In September, Mr. Lipson co-wrote a quick within the chapter case arguing for the appointment of an impartial examiner to overview Sullivan & Cromwell’s actions, together with its shut collaboration with federal prosecutors. He mentioned that he had spoken with Mr. Bankman-Fried and his mom final 12 months after one other Stanford regulation professor reached out concerning the case and provided to place them in touch.
Of their article, Mr. Lipson and Mr. Skeel argue that Sullivan & Cromwell “might have distorted the prison justice course of” by giving prosecutors wide-ranging entry to FTX’s sources and information, based on an unpublished draft shared with The New York Instances.
A Sullivan & Cromwell spokesman declined to remark. In court docket filings, prosecutors have described the data sharing as “routine practices by corporations cooperating in an investigation.”
Mr. Bankman-Fried faces lengthy odds. Felony convictions are hardly ever overturned on attraction.
Since final summer season, he has been housed on the Metropolitan Detention Middle in Brooklyn, the place he has spent a lot of his time engaged on the case, an individual with data of the matter mentioned. Mr. Bankman-Fried has additionally shared crypto market suggestions with the guards, the particular person mentioned, recommending investments within the digital coin Solana.
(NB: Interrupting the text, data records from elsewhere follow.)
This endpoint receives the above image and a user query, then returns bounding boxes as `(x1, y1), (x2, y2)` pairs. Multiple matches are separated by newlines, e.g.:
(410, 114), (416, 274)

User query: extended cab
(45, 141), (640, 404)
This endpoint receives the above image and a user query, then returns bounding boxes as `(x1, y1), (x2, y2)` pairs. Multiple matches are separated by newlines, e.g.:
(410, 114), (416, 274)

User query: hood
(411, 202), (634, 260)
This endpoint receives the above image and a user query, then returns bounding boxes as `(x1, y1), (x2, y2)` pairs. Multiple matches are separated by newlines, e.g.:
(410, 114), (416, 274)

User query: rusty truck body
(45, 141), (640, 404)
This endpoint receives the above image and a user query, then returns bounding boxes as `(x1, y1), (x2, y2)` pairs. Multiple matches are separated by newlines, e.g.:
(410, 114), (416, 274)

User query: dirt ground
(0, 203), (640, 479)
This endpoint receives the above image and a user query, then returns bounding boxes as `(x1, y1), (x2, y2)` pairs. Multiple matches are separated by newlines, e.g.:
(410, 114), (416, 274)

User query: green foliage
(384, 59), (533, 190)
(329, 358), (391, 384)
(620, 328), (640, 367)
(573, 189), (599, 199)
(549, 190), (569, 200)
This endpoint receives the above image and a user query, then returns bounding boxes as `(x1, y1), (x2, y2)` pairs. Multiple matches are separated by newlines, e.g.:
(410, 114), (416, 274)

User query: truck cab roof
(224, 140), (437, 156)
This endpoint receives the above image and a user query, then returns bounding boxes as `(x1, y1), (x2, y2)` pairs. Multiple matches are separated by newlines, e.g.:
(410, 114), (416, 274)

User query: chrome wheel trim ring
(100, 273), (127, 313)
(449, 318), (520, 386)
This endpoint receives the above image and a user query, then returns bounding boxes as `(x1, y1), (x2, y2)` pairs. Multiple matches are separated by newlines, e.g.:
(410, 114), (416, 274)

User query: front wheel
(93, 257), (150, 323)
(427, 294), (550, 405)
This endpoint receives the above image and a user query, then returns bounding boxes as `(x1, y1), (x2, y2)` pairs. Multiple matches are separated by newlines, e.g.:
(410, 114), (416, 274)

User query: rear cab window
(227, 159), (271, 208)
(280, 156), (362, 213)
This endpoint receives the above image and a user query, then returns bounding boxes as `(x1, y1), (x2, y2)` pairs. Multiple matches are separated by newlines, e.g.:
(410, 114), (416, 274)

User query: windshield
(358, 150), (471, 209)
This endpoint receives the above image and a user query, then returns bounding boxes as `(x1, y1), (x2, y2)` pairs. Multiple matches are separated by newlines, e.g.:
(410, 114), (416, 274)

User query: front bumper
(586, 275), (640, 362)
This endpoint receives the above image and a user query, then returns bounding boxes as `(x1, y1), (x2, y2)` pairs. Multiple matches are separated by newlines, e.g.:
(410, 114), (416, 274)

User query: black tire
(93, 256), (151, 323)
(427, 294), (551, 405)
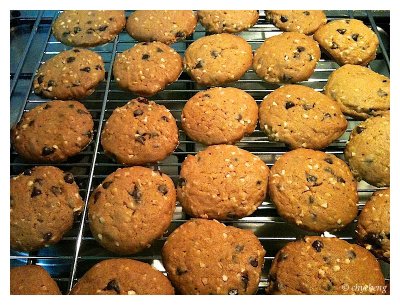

This month, Mr. Bankman-Fried left the detention middle for his first public court docket look for the reason that trial, a listening to to authorize his new authorized illustration. In a Manhattan courtroom, he appeared clean-shaven and wore a loosefitting brown jail uniform. At instances, he rotated and smiled on the reporters sitting within the gallery.
J. Edward Moreno contributed reporting.